Bei der Beurteilung, ob entsprechende Schuldfragen (Eventualfragen) an die Geschworenen zu stellen sind, hat der Schwurgerichtshof zu prüfen, ob eine für die Unterstellung der Tat unter ein weniger strenges Strafgesetz - hier § 79 StGB - unmittelbar maßgebende Tatsache im Sinn des § 314 Abs. 1 StPO "vorgebracht", also in der Hauptverhandlung geradezu (konkret) behauptet wird oder aber sich doch aus den darin vorgeführten Beweismitteln jedenfalls mittelbar ergibt (ÖJZ-LSK 1978/138; EvBl 1980/222; 14 Os 75/89-9).

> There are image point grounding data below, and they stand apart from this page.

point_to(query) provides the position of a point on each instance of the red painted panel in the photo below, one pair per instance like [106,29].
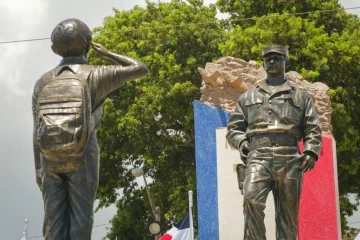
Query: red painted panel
[318,216]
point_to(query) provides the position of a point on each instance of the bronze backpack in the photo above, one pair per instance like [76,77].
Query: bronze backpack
[64,115]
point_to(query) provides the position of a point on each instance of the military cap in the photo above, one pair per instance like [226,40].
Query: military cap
[276,49]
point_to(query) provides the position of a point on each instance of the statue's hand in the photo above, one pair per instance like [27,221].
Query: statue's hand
[307,162]
[100,49]
[244,150]
[38,178]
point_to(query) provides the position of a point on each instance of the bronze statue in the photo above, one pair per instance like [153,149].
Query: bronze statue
[266,127]
[67,108]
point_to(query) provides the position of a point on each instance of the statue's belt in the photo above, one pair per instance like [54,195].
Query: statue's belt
[276,140]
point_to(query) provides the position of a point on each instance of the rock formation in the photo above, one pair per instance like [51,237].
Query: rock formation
[225,80]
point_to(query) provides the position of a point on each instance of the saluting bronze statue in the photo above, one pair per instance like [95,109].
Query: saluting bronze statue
[266,127]
[67,108]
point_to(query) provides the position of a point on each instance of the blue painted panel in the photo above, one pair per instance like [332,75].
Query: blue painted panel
[207,119]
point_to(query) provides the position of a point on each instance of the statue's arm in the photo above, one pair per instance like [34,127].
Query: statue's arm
[109,78]
[36,148]
[237,126]
[311,128]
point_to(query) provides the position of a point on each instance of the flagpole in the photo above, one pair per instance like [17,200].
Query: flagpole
[25,230]
[190,216]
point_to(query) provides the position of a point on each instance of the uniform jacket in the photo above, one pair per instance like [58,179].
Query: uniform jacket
[289,110]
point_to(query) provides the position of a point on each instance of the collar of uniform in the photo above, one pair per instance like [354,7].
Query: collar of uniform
[287,85]
[71,63]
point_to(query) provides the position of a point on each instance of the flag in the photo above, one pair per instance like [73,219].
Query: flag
[358,237]
[180,231]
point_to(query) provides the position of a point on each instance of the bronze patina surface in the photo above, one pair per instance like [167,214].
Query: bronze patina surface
[67,108]
[266,127]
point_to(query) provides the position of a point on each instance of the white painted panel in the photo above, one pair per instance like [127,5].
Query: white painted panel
[230,200]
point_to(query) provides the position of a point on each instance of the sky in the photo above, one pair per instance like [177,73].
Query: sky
[21,64]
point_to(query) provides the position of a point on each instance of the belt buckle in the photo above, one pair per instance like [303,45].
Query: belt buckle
[273,142]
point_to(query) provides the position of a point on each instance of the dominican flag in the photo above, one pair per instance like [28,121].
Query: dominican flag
[180,231]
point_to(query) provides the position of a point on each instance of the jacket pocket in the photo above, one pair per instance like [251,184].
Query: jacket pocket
[254,109]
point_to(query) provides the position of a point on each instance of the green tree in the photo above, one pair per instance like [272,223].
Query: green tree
[318,55]
[150,121]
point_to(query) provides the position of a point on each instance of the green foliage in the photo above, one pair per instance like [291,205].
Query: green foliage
[150,120]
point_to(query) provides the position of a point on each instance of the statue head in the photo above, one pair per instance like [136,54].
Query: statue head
[71,38]
[276,59]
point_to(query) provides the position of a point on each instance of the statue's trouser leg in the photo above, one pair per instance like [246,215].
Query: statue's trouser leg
[56,220]
[287,189]
[273,169]
[69,198]
[257,186]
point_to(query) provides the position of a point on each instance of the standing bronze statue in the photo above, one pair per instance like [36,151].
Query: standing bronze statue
[266,127]
[67,108]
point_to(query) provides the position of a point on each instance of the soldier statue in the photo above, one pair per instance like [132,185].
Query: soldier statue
[266,127]
[67,108]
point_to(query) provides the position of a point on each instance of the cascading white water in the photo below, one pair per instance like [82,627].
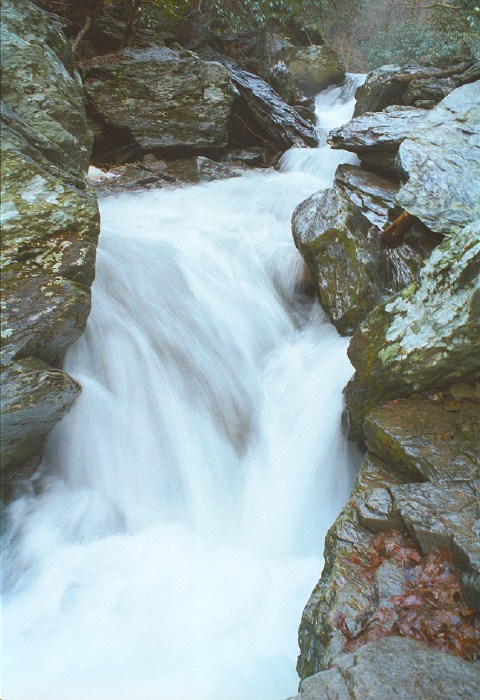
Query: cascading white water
[173,533]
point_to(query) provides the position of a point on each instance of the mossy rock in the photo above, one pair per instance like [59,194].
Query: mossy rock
[426,336]
[344,256]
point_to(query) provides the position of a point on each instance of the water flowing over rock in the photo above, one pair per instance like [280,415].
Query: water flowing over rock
[50,226]
[373,194]
[376,136]
[164,99]
[280,122]
[390,669]
[416,86]
[404,557]
[441,161]
[344,255]
[424,337]
[428,439]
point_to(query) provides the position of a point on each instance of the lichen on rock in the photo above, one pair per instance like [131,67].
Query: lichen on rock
[50,225]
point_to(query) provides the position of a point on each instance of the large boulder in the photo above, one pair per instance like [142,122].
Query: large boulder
[403,558]
[50,226]
[344,255]
[429,438]
[412,85]
[267,113]
[314,67]
[164,99]
[394,669]
[441,161]
[376,136]
[426,336]
[375,196]
[283,83]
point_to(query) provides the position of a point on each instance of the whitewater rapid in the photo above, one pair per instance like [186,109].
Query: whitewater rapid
[172,535]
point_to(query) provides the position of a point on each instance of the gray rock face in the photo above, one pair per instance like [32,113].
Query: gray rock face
[344,256]
[155,174]
[283,83]
[165,98]
[394,669]
[34,397]
[402,85]
[373,194]
[427,336]
[441,161]
[380,90]
[50,226]
[427,92]
[280,122]
[376,136]
[313,67]
[446,515]
[427,439]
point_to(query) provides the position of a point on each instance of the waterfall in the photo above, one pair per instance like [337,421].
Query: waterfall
[173,533]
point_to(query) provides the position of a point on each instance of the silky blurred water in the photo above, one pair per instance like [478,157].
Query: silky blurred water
[168,543]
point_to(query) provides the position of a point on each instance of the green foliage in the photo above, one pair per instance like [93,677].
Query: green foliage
[434,38]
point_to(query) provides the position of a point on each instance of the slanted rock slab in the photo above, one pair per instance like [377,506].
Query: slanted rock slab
[426,336]
[394,669]
[165,98]
[376,136]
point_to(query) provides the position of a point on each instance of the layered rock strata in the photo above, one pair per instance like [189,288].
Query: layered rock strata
[50,225]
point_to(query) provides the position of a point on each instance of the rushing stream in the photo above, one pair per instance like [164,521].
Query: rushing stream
[173,534]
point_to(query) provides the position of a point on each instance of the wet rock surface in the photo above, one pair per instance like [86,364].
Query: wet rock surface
[402,559]
[373,194]
[50,226]
[426,336]
[441,161]
[153,173]
[376,136]
[344,256]
[417,86]
[269,113]
[428,438]
[314,67]
[394,669]
[143,91]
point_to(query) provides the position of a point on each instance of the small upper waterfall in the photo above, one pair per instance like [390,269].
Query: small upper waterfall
[172,535]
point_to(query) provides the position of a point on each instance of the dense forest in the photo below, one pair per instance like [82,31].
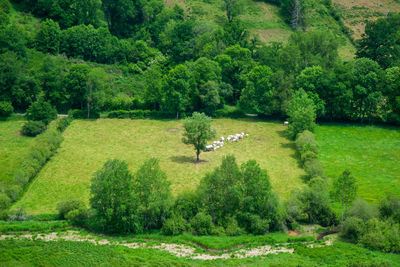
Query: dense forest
[122,55]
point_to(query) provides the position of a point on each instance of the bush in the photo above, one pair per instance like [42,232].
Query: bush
[78,215]
[82,114]
[65,207]
[33,128]
[353,228]
[390,208]
[362,210]
[6,109]
[305,141]
[175,225]
[41,111]
[201,224]
[313,168]
[63,123]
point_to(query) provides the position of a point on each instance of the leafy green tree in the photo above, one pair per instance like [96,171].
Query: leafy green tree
[113,198]
[197,131]
[177,87]
[258,94]
[41,111]
[380,42]
[365,77]
[220,190]
[48,37]
[344,189]
[76,85]
[301,112]
[311,80]
[154,195]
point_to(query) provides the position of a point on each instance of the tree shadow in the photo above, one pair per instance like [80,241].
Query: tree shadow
[185,159]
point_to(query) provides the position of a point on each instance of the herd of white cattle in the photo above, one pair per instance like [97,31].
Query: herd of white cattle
[231,138]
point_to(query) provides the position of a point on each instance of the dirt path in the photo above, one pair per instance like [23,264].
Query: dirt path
[178,250]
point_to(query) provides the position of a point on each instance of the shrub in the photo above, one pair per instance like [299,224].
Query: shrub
[313,169]
[4,201]
[175,225]
[305,141]
[6,109]
[82,114]
[201,224]
[63,123]
[232,228]
[33,128]
[65,207]
[41,111]
[362,210]
[353,228]
[78,215]
[390,208]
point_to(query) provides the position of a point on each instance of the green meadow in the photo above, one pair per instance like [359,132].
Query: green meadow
[88,144]
[371,153]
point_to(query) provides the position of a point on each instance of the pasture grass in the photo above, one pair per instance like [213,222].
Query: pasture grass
[371,153]
[66,253]
[13,147]
[88,144]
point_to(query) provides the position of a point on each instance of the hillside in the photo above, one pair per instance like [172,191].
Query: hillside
[355,13]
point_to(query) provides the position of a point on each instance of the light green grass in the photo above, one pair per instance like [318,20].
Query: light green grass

Die Angeklagte hatte sich in der Hauptverhandlung zu beiden Geburtsvorgängen damit verantwortet, ihr sei danach "schwer zumute" gewesen, sie habe sich benommen gefühlt (S 425, 426, 430). Die zum ersten Geburtsvorgang und dessen Folgen vernommene Zeugin Vera T***** deponierte, sie habe die Angeklagte damals liegend angetroffen, diese wäre ganz gelb im Gesicht gewesen; die Zeugin habe das Gefühl gehabt, daß die Angeklagte nicht bei Sinnen gewesen sei, sie habe nur ganz kurz die Augen geöffnet und dann wieder zugemacht, dies wäre etwa zwei Stunden nach der Geburt gewesen (S 434, 435). Die zu diesen Phasen des zweiten inkriminierten Geburtsvorganges vernommene Zeugin Violetta T***** gab in der Hauptverhandlung an, die Angeklagte wäre nach der Geburt in keinem guten Zustand und bewußtlos gewesen und erst nach einer Stunde wach geworden; sie habe versucht, die Angeklagte aufzuwecken, ihr ein Glas Wasser gegeben, worauf diese kurz wach wurde. Die Zeugin habe ihr dann das Gesicht mit Wasser abgewaschen (S 435 bis 437).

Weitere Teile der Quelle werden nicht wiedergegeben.